Groupon, the daily shopping deals service, took its first major step towards an initial public offering today. In its filing with the Securities and Exchange Commission, the company estimates its IPO will be worth $750 million.
It becomes the second major tech company after LinkedIn to aim for the public market in the last month. The difference between Groupon and LinkedIn though is that Groupon makes significant revenue, has been around half as long as LinkedIn and may or may not actually be a technology company. What are the revenue and risk factors for investors thinking about Groupon stock? We take an in-depth look below.
Revenue and MetricsGroupon gross revenues in 2010 were $713.3 million with gross profit of $279.9 million. According to its SEC filling - called an S-1 - Groupon has almost reached that gross revenue in 2010 in the first quarter of 2011 with revenue of $644.7 million and gross profit of $270 million.
Groupon measures its key operating metrics in terms of subscribers, customers, featured merchants and Groupons sold. In the first quarter of 2011 Groupon boasted 83.1 million subscribers worldwide with 15.8 million cumulative customers over 56,781 merchants. That equates to about 28 million Groupons sold in the quarter ending on March 31. In comparison to 2010, that is about 26 million more Groupons sold in the same time frame. So, the idea is: if you grow your business by $250 million in corresponding quarters (almost $20 million, first quarter 2010 and $270 million, first quarter 2011) then it is time to go public.
Weighing the Risk Factors
Groupon warns that it may not maintain the revenue growth that it has experienced since inception. It went from $3.3 million in the second quarter of 2009 to $644.7 million in the first quarter of this year, so that is a fairly reasonable warning. Groupon also does not know if the business model can be sustained or maintained.
"Our business has grown rapidly as merchants and consumers have increasingly used our marketplace," Groupon wrote in the S-1. "However, this is a new market which we only created in late 2008 and which has operated at a substantial scale for only a limited period of time. Given the limited history, it is difficult to predict whether this market will continue to grow or whether it can be maintained. We expect that the market will evolve in ways which may be difficult to predict."
Other risk factors for Groupon include: failure to retain or acquire subscribers; failure to stave off net loses due to operating expenses; failure to add or maintain new merchants; failure to hold off competition and clones; failure to recover subscriber acquisition costs (marketing expenses such as the infamous Super Bowl ads); disruption of email chain or email restrictions; international growth problems.

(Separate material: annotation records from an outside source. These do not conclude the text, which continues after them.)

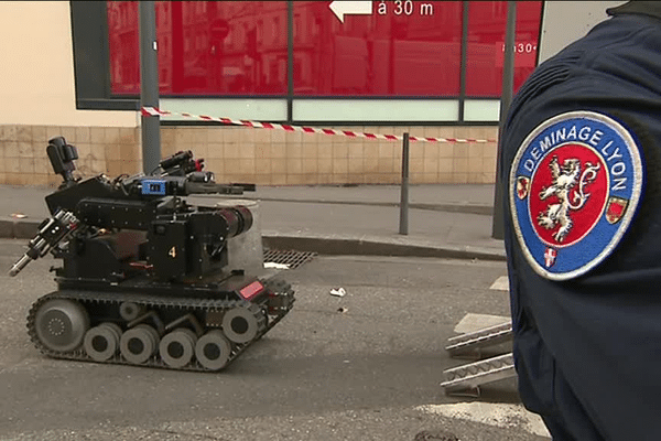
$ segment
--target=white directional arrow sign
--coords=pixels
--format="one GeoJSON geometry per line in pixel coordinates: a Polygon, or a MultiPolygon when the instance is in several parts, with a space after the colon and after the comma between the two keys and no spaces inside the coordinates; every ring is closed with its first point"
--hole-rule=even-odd
{"type": "Polygon", "coordinates": [[[369,15],[372,13],[371,1],[332,1],[330,10],[344,23],[345,15],[369,15]]]}

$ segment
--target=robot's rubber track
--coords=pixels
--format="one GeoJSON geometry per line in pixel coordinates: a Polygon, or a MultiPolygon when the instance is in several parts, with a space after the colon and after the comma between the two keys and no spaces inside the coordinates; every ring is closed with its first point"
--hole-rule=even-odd
{"type": "MultiPolygon", "coordinates": [[[[273,291],[286,293],[288,295],[293,294],[291,286],[282,280],[270,280],[268,284],[273,291]]],[[[47,348],[44,344],[39,340],[35,327],[35,316],[36,311],[41,305],[43,305],[46,301],[52,299],[65,299],[65,300],[75,300],[80,302],[83,305],[91,304],[91,303],[115,303],[121,304],[122,302],[133,302],[138,304],[147,305],[148,308],[178,308],[182,310],[191,311],[223,311],[229,310],[237,306],[246,306],[246,308],[254,308],[254,303],[241,301],[241,300],[219,300],[219,299],[195,299],[195,298],[176,298],[176,297],[156,297],[149,294],[138,294],[130,292],[96,292],[96,291],[80,291],[80,290],[63,290],[55,291],[50,294],[43,295],[37,299],[30,309],[30,313],[28,315],[28,333],[34,343],[34,345],[44,354],[53,358],[61,359],[73,359],[79,362],[90,362],[90,363],[105,363],[105,364],[123,364],[131,366],[145,366],[145,367],[160,367],[166,369],[174,369],[173,367],[166,365],[159,356],[158,352],[155,355],[152,355],[145,363],[140,365],[136,365],[126,361],[119,353],[115,354],[110,359],[106,362],[97,362],[91,359],[85,352],[83,347],[78,347],[71,352],[56,352],[47,348]]],[[[292,303],[293,303],[292,298],[292,303]]],[[[280,320],[282,320],[288,313],[291,311],[290,308],[286,310],[280,311],[277,315],[269,315],[266,326],[262,331],[260,331],[257,336],[248,343],[243,344],[235,344],[231,345],[231,353],[229,355],[229,359],[223,367],[223,369],[227,368],[247,347],[249,347],[252,343],[260,340],[267,332],[269,332],[280,320]]],[[[194,370],[194,372],[215,372],[209,370],[203,367],[196,359],[184,367],[178,367],[176,370],[194,370]]]]}

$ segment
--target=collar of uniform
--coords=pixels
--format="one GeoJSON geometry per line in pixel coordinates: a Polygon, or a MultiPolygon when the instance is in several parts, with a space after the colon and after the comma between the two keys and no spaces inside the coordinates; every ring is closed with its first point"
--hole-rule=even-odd
{"type": "Polygon", "coordinates": [[[608,15],[643,14],[661,20],[661,1],[628,1],[606,10],[608,15]]]}

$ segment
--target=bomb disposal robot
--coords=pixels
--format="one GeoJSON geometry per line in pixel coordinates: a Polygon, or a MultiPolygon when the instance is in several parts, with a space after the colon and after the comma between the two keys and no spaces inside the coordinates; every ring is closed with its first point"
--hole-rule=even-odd
{"type": "Polygon", "coordinates": [[[57,290],[32,305],[29,334],[55,358],[219,370],[291,310],[286,282],[229,271],[227,241],[247,232],[245,206],[203,207],[184,196],[254,190],[215,183],[189,151],[150,175],[73,178],[76,148],[46,148],[64,179],[46,196],[52,217],[11,268],[51,252],[57,290]]]}

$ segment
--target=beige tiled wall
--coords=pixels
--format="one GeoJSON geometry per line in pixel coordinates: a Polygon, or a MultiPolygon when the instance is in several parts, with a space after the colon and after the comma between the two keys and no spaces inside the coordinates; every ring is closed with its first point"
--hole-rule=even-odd
{"type": "MultiPolygon", "coordinates": [[[[487,143],[411,142],[410,182],[492,183],[496,127],[334,127],[431,138],[472,138],[487,143]]],[[[61,182],[46,158],[47,140],[64,136],[78,148],[78,173],[116,176],[142,170],[140,128],[0,126],[0,184],[61,182]]],[[[218,182],[258,185],[398,184],[402,144],[343,136],[285,132],[245,127],[161,129],[161,153],[192,150],[204,158],[218,182]]]]}

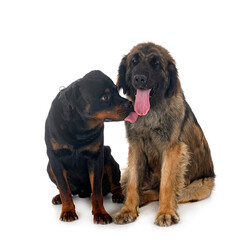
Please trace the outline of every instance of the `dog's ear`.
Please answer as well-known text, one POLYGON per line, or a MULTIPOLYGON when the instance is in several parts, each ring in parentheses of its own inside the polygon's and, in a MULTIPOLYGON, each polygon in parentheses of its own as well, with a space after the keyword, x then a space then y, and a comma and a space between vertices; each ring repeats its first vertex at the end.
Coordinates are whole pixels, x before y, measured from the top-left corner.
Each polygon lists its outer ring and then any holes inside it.
POLYGON ((77 107, 77 101, 80 93, 76 84, 70 85, 60 91, 59 101, 62 104, 63 115, 65 119, 70 120, 72 111, 77 107))
POLYGON ((174 63, 169 62, 167 66, 169 73, 169 86, 166 90, 166 98, 171 98, 176 92, 178 87, 178 72, 174 63))
POLYGON ((129 90, 129 87, 126 83, 126 70, 127 70, 127 56, 124 56, 119 65, 118 79, 117 79, 118 90, 123 88, 124 94, 126 94, 127 91, 129 90))

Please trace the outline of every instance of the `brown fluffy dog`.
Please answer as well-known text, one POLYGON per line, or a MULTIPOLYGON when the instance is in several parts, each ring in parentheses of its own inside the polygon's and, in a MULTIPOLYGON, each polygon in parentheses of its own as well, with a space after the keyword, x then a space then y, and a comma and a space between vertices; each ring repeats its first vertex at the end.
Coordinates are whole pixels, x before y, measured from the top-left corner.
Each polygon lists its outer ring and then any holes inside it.
POLYGON ((139 206, 159 200, 155 224, 177 223, 177 204, 207 198, 215 174, 175 60, 161 46, 139 44, 122 59, 117 85, 136 113, 126 119, 128 169, 121 180, 126 200, 114 221, 132 222, 139 206))

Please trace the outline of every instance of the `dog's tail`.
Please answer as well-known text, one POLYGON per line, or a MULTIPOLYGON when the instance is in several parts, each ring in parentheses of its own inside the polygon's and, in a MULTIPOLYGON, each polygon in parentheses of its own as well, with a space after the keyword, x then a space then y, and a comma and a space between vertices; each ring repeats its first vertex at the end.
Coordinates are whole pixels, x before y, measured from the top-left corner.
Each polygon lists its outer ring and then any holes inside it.
POLYGON ((196 202, 208 198, 212 192, 213 187, 213 177, 195 180, 181 190, 178 202, 196 202))

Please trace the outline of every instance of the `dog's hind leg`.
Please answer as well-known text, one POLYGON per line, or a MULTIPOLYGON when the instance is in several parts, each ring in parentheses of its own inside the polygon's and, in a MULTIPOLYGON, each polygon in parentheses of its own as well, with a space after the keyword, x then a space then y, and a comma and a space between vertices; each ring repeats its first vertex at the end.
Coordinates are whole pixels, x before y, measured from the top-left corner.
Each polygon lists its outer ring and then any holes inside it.
POLYGON ((201 178, 184 187, 178 198, 179 203, 195 202, 210 196, 214 187, 214 178, 201 178))

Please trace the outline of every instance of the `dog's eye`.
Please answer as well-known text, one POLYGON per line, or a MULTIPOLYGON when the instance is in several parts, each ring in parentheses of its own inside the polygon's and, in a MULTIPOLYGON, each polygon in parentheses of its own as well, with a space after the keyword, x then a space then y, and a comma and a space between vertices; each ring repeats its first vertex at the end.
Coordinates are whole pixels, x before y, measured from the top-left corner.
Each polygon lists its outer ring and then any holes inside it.
POLYGON ((111 95, 110 94, 105 94, 104 96, 101 97, 101 100, 103 102, 108 102, 111 98, 111 95))
POLYGON ((132 63, 133 65, 138 64, 138 56, 134 56, 134 57, 131 59, 131 63, 132 63))
POLYGON ((159 59, 158 59, 158 58, 153 58, 153 59, 151 60, 151 65, 152 65, 152 67, 154 67, 154 68, 158 67, 158 66, 160 65, 159 59))

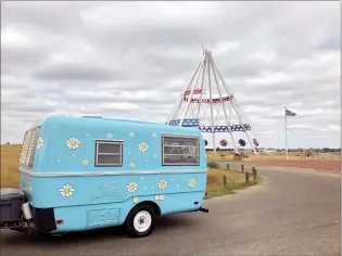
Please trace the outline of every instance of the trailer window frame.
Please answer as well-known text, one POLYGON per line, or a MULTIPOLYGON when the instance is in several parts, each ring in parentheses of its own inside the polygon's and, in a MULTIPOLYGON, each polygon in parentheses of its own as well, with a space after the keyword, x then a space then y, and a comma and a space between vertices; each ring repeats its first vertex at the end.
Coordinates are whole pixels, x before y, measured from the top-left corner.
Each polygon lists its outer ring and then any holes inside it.
POLYGON ((122 167, 124 158, 124 141, 123 140, 94 140, 94 166, 96 167, 122 167), (100 153, 99 144, 118 144, 119 153, 100 153), (119 155, 119 163, 101 164, 99 163, 99 155, 119 155))
MULTIPOLYGON (((200 150, 200 137, 199 136, 188 136, 188 135, 173 135, 173 133, 163 133, 162 135, 162 166, 200 166, 201 165, 201 150, 200 150), (165 146, 170 146, 165 144, 165 139, 176 138, 176 139, 194 139, 197 153, 193 154, 198 157, 197 162, 176 162, 176 163, 165 163, 165 155, 187 155, 187 154, 165 154, 165 146)), ((177 145, 172 145, 177 146, 177 145)), ((179 145, 182 146, 182 145, 179 145)), ((189 155, 189 154, 188 154, 189 155)), ((191 155, 191 154, 190 154, 191 155)))

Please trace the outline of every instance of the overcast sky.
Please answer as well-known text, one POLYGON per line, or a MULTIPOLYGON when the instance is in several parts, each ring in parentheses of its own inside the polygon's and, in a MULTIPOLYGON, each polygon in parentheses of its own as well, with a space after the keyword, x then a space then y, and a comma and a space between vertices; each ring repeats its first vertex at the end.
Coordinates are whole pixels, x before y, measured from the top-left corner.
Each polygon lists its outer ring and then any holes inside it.
MULTIPOLYGON (((1 2, 1 142, 51 114, 164 123, 202 49, 265 148, 340 148, 340 2, 1 2)), ((239 136, 239 135, 238 135, 239 136)), ((227 135, 226 135, 227 137, 227 135)))

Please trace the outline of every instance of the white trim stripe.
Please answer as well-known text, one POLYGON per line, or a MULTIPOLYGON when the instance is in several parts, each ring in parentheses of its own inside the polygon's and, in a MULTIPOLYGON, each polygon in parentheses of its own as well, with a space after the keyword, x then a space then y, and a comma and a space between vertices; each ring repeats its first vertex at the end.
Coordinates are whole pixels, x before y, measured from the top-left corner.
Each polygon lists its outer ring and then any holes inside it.
POLYGON ((135 176, 135 175, 177 175, 206 174, 207 169, 195 170, 134 170, 134 171, 87 171, 87 172, 36 172, 20 168, 20 171, 30 177, 89 177, 89 176, 135 176))

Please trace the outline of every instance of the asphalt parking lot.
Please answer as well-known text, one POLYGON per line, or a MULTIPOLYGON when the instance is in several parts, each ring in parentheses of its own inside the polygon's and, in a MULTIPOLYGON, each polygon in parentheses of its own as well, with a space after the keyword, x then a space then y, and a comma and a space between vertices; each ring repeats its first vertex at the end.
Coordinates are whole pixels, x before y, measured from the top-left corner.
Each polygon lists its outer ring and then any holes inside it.
POLYGON ((263 184, 205 201, 208 214, 161 217, 144 239, 118 229, 43 240, 1 231, 1 255, 341 255, 340 175, 259 174, 263 184))

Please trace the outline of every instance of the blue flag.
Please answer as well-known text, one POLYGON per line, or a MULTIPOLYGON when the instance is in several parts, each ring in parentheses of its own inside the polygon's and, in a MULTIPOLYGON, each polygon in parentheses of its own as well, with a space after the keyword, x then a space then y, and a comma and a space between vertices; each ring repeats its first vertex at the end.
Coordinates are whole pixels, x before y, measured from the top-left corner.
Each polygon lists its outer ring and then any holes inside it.
POLYGON ((292 111, 286 110, 286 115, 287 116, 295 116, 296 114, 294 112, 292 112, 292 111))

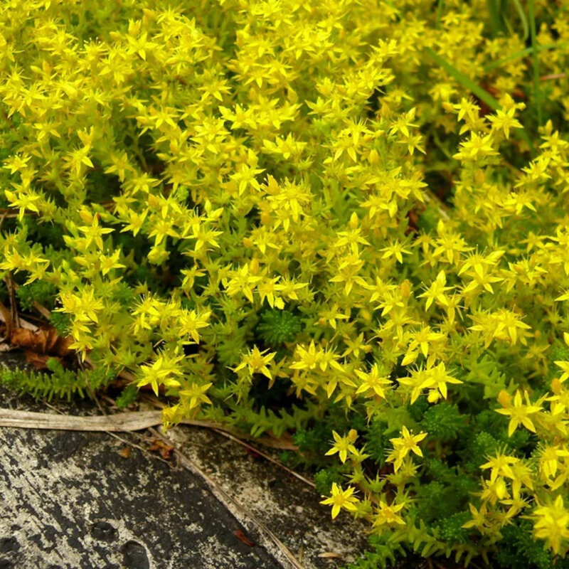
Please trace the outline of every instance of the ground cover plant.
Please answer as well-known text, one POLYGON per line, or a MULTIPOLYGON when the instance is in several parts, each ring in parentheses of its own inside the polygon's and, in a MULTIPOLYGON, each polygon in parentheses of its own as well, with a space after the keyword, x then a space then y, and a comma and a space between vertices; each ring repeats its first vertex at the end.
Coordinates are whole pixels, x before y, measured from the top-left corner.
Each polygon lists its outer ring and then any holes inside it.
POLYGON ((568 48, 563 1, 6 0, 2 382, 291 434, 353 568, 569 567, 568 48))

Those are the highlights of Groupon's risks, though the S-1 does go on for about 10 more pages outlining potential harmful market conditions including government regulation of e-commerce or losing members of the managerial team.
Operating At A Loss, But Come Along for the Ride
The majority of Groupon's revenue in the first quarter of 2011 was international with $346.8 million in sales accounting for 53.8% of revenue. The net loses mentioned in the risk factors could be detrimental to Groupon's long term viability. In the "net loss attributable to stockholders" column, Groupon lost $2 million in 2008, $6.9 million in 2009, $456.3 million in 2010 and $146 million so far in 2011.
The beginning of the Groupon S-1 filing starts with a letter to potential stockholders from CEO Andrew Mason. In it he states that Groupon spends aggressively on growth, is always reinventing itself and that it is "unusual and we like it that way."
"If you're thinking about investing, hopefully it's because, like me, you believe that Groupon is better positioned than any company in history to reshape local commerce," Mason said. "The speed of our growth reflects the enormous opportunity before us to create a more efficient local marketplace. As with any business in a 30-month-old industry, the path to success will have twists and turns, moments of brilliance and other moments of sheer stupidity."